Sözcü gazetesi, iki gün önce
manşetten Millî Eğitim Bakanı Ziya Selçuk’a
açık çağrı yaptı:
“Açılım yüzünden
kaldırılan andımız yeniden okunsun”
İlköğretim okullarındaki tüm
öğrencilere papağan gibi ezberlettirilip her sabah
okutturulan “Öğrenci andı”ndan söz
ediyorlar.
Hatırlayalım:
Türk’üm, doğruyum,
çalışkanım.
İlkem; küçüklerimi korumak,
büyüklerimi saymak, yurdumu, milletimi özümden çok
sevmektir.
Ülküm; yükselmek, ileri
gitmektir.
Ey büyük
Atatürk!
Açtığın yolda, gösterdiğin
hedefe, hiç durmadan yürüyeceğime and içerim.
Varlığım, Türk varlığına
armağan olsun.
Ne mutlu Türk’üm
diyene!
Sayın Millî Eğitim
Bakanı’nın sosyal demokrat olduğu
söyleniyor. Tabii ki bunun hiçbir sakıncası yok. Kendisi zaten
kalitesi, mesleğindeki başarıları, eğitim meselesine olan
hâkimiyeti nedeniyle muhalif ya da muvafık herkesin üzerinde
mutabık olduğu isimlerden biri. Bu hepimize umut verdi. Özellikle
de kabinenin oluşturulmasında diğer pek çok isimle birlikte hep
sözünü ettiğimiz LİYAKAT’ın öne
çıkması adına çok olumlu bir gelişmeydi.
Sözcü gazetesi Bakan Ziya
Selçuk’a “Nasıl olsa AK Partili
değil” fikriyle destek verdi. Hatta kendisiyle
röportajlar yaptı. Yazarları onunla ilgili hep pozitif yazılar
kaleme aldı.
Ama şimdi bu
desteğin diyetini istiyorlar.
“Andımız geri
gelsin”
Baştan aşağı ırkçılık kokan
çürümüş bir metin olan “Öğrenci andı” Hitler Almanya’sı ve faşist
İtalya döneminden esinlenilerek okullarda okutulmaya başlanmıştı.
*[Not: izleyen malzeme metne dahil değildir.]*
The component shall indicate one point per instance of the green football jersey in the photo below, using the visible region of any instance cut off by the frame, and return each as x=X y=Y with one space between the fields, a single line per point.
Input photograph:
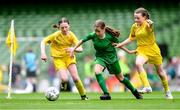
x=104 y=48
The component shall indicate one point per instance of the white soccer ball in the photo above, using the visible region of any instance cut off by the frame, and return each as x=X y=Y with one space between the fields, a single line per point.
x=52 y=94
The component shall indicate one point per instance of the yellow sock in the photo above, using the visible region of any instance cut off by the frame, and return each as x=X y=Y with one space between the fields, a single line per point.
x=165 y=84
x=144 y=79
x=80 y=87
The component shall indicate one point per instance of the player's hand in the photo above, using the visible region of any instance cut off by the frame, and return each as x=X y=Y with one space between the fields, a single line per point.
x=119 y=45
x=149 y=21
x=132 y=52
x=71 y=51
x=114 y=44
x=44 y=57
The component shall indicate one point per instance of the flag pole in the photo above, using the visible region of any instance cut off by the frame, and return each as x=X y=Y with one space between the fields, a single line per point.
x=11 y=59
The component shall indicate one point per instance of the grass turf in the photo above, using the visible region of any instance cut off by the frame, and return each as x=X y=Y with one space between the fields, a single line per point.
x=72 y=101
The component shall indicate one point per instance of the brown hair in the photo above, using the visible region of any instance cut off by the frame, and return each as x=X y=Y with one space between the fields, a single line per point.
x=143 y=11
x=100 y=23
x=63 y=20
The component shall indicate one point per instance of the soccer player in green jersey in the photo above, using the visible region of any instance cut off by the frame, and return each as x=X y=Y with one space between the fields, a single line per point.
x=106 y=57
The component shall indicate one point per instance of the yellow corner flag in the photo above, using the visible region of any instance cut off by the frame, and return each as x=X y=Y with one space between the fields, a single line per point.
x=11 y=39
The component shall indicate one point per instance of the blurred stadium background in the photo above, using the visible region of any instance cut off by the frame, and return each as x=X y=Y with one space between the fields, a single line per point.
x=34 y=21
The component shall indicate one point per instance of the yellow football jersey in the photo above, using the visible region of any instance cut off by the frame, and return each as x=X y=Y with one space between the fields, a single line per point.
x=59 y=43
x=142 y=34
x=146 y=42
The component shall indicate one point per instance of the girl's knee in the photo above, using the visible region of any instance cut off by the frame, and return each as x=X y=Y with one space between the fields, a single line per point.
x=120 y=77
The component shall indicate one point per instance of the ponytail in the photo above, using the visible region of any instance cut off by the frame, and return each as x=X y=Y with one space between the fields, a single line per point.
x=55 y=26
x=112 y=31
x=61 y=21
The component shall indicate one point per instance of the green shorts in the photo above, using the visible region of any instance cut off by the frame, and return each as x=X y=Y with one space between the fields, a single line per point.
x=112 y=68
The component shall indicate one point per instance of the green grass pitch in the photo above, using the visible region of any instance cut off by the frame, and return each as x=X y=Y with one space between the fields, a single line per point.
x=71 y=101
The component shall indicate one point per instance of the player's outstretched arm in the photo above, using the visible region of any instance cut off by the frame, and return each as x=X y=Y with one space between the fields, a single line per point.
x=119 y=45
x=43 y=51
x=128 y=51
x=76 y=48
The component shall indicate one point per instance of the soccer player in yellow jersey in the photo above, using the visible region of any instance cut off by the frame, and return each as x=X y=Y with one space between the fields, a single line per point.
x=61 y=43
x=147 y=49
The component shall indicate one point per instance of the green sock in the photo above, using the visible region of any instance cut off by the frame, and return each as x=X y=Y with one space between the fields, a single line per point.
x=101 y=82
x=128 y=84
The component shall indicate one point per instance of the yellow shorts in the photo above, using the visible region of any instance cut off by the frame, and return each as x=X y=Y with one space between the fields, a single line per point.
x=152 y=53
x=63 y=62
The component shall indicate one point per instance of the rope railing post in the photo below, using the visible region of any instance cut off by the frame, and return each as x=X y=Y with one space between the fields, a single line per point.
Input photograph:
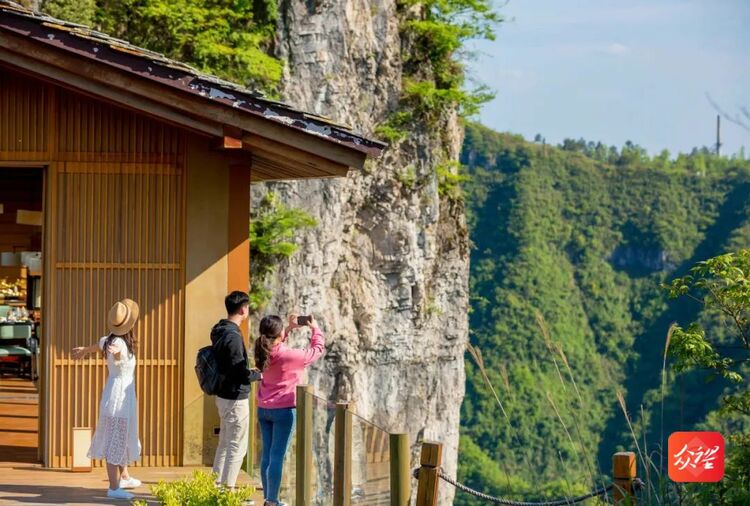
x=342 y=460
x=400 y=469
x=304 y=445
x=624 y=474
x=252 y=447
x=428 y=479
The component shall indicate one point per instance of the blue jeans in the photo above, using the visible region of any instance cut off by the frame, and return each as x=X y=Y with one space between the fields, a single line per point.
x=276 y=427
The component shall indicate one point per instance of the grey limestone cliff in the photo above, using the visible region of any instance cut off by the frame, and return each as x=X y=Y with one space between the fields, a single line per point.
x=386 y=269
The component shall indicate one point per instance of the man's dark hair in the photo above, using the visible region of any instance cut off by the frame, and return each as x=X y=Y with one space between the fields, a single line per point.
x=234 y=302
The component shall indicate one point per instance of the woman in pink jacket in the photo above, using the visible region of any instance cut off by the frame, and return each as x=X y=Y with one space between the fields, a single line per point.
x=282 y=368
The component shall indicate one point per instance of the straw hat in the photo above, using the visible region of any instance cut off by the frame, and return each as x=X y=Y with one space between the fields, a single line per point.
x=122 y=317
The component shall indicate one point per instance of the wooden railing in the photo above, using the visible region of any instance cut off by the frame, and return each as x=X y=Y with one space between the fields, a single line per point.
x=396 y=448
Şimdilerde sadece Kuzey Kore benzeri ülkelerde var.
Yıllarca Türkler dışındaki diğer
etnik kesimlerden Türkiye Cumhuriyeti vatandaşlarının varlığını
Türk varlığına armağan ettik. Türk olmadan doğruluk, çalışkanlık ve
dürüstlük olmayacağını beyinlerine kazımaya çalıştık. Hatta saf
Türk soyundan gelmeden mutlu olunamayacağını çığırdık.
Ne oldu? Türkiye’nin birlik ve
beraberliği pekişti mi 85 yıl boyunca?
Şaşırtıcı değil. Sözcü gazetesini
motive eden FETÖ zihniyetinin de faşist ve ırkçı olduğunu
biliyoruz. Ama bu gazetenin yazarlarıyla okuyucularının
kumaşında Mahmut Esat
Bozkurt çizgisinde, Kemalist-ulusalcı
kimlikten gelen etkiyle Türk ırkının diğer ırklara göre üstünlüğünü
şevkle savunan bir damar bulunduğunu da yıllar
itibarıyla hep birlikte idrak ettik.
Hani şu tapındıkları eski CHP’li
milletvekili ve bakanlık yapmış kişi. Ne diyordu bir seçim
konuşmasında Mahmut Esat
Bozkurt:
“Türk bu ülkenin yegâne
efendisi, yegâne sahibidir. Saf Türk soyundan olmayanların bu
memlekette tek hakları vardır; hizmetçi olma hakkı, köle olma
hakkı. Dost ve düşman, hatta dağlar bu hakikati böyle
bilsinler.”
Onun adına İstanbul Barosunda bir
salon var. Bakanlığı sırasında İsmet İnönü’ye “Efendimiz” diye
hitap eden hukukçu ve mühim bir zatmış.
Gazetenin
yazarlarından Saygı Öztürk, Danıştay 8.
Dairesi savcısının “Namütenahi bilgiye ve deneyime
dayalı eşsiz yorumları”ndan aldığı katkıyla döktürüyor.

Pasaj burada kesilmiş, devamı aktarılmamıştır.